Foi no século XIX que o conto obteve maior sucesso como forma literária,

conforme afirma Goyanes (1967, p. 27):

O século XIX é, nas literaturas européia e americana, o grande século do conto; e a simples menção de nomes tão significativos como os de Maupassant, Daudet, Chekov, Oscar Wilde, Edgar Allan Poe, Hoffmann etc, fala-nos eloqüentemente do alcance e da universalidade do gênero, elevado então à categoria de clássico.

Se o conto se consolidou nas mais importantes civilizações do mundo,

que exerciam influência sobre as demais nações, e que dominavam as artes, as

ciências, a filosofia e os demais campos do conhecimento humano, o conto,

certamente, não deixaria de ser adotado pelos demais continentes.

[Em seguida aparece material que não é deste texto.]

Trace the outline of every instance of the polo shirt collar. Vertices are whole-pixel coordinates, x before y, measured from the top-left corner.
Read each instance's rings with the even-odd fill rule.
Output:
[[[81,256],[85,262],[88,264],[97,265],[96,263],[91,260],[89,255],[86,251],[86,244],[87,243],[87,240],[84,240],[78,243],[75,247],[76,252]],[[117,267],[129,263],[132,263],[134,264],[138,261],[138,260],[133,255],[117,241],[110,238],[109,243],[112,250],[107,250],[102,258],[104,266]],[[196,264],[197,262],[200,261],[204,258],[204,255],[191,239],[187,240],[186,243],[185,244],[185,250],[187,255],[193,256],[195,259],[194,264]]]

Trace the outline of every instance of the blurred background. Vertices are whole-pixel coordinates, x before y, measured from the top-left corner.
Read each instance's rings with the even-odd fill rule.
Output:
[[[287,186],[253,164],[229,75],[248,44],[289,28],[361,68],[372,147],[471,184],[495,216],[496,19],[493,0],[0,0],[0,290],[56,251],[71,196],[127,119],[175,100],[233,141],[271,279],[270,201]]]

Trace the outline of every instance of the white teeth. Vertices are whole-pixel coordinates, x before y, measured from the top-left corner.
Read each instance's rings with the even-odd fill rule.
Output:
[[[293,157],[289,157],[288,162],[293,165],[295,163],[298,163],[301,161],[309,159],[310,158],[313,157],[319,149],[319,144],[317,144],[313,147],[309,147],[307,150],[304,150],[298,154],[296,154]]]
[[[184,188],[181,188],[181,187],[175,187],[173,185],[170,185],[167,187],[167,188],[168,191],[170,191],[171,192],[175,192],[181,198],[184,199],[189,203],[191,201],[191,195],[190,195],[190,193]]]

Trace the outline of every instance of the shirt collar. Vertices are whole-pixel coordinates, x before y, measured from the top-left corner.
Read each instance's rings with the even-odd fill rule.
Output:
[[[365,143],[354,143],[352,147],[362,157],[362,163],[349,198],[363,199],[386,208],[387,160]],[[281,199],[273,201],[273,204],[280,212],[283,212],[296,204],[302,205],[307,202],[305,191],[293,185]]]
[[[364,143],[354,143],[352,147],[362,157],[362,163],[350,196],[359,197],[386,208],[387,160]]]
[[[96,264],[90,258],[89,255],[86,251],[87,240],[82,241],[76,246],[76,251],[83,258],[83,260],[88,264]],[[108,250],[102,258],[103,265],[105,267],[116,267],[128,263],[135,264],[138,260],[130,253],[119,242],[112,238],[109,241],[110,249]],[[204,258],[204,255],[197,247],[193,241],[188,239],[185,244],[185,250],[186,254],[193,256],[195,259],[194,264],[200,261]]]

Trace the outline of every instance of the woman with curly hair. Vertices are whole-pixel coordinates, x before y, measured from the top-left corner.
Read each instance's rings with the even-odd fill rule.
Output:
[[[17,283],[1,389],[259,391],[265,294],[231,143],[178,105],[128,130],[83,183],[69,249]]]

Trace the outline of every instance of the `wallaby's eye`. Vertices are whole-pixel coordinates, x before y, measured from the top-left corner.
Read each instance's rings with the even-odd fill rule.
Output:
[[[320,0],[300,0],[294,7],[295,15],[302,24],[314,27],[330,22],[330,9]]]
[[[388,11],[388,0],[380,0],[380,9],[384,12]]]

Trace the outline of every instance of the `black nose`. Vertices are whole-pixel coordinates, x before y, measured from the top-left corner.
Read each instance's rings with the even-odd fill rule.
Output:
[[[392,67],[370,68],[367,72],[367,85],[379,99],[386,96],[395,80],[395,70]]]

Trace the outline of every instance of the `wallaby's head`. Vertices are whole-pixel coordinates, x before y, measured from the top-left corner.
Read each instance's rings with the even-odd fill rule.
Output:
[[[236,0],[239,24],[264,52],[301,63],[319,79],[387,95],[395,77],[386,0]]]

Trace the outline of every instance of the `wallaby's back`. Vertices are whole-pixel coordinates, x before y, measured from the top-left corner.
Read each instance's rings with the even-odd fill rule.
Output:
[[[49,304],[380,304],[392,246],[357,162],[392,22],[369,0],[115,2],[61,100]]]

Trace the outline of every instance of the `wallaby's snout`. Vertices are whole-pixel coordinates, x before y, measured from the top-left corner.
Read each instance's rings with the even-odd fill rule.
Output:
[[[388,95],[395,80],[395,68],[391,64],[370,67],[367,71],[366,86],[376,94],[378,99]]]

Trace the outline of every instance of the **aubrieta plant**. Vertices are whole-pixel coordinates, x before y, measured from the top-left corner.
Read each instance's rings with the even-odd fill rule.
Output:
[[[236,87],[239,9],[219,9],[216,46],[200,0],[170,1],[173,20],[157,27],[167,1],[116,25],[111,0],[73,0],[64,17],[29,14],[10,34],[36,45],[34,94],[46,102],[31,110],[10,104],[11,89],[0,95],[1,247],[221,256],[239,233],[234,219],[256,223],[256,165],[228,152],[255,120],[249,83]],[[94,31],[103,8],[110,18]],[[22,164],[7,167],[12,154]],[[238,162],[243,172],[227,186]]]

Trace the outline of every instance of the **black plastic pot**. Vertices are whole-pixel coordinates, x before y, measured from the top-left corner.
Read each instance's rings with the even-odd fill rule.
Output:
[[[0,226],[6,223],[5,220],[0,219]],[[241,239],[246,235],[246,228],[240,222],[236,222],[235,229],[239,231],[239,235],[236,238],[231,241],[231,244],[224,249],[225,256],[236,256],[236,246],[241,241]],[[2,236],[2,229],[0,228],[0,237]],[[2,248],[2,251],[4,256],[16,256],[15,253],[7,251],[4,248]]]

Para Giardinelli (1992), o conto é o gênero literário mais moderno e que

maior vitalidade possui: "Sustento sempre que o conto é o gênero literário mais

moderno e que maior vitalidade possui, pela simples razão que as pessoas jamais

deixarão de contar o que se passa, nem de interessar-se pelo que lhes contam

bem contada”.

O escritor Scliar, mais conhecido como contista do que como romancista,

revela sua preferência pelo conto:

Eu valorizo mais o conto como forma literária. Em termos de criação, o conto exige muito mais do que o romance^ Eu me lembro de vários romances em que pulei pedaços, trechos muito chatos. Já o conto não tem meio termo, ou é bom ou é ruim. É um desafio fantástico. As limitações do conto estão associadas ao fato de ser um gênero curto, que as pessoas ligam a uma ideia de facilidade; é por isso que todo escritor começa contista (In Folha de S. Paulo, 1996)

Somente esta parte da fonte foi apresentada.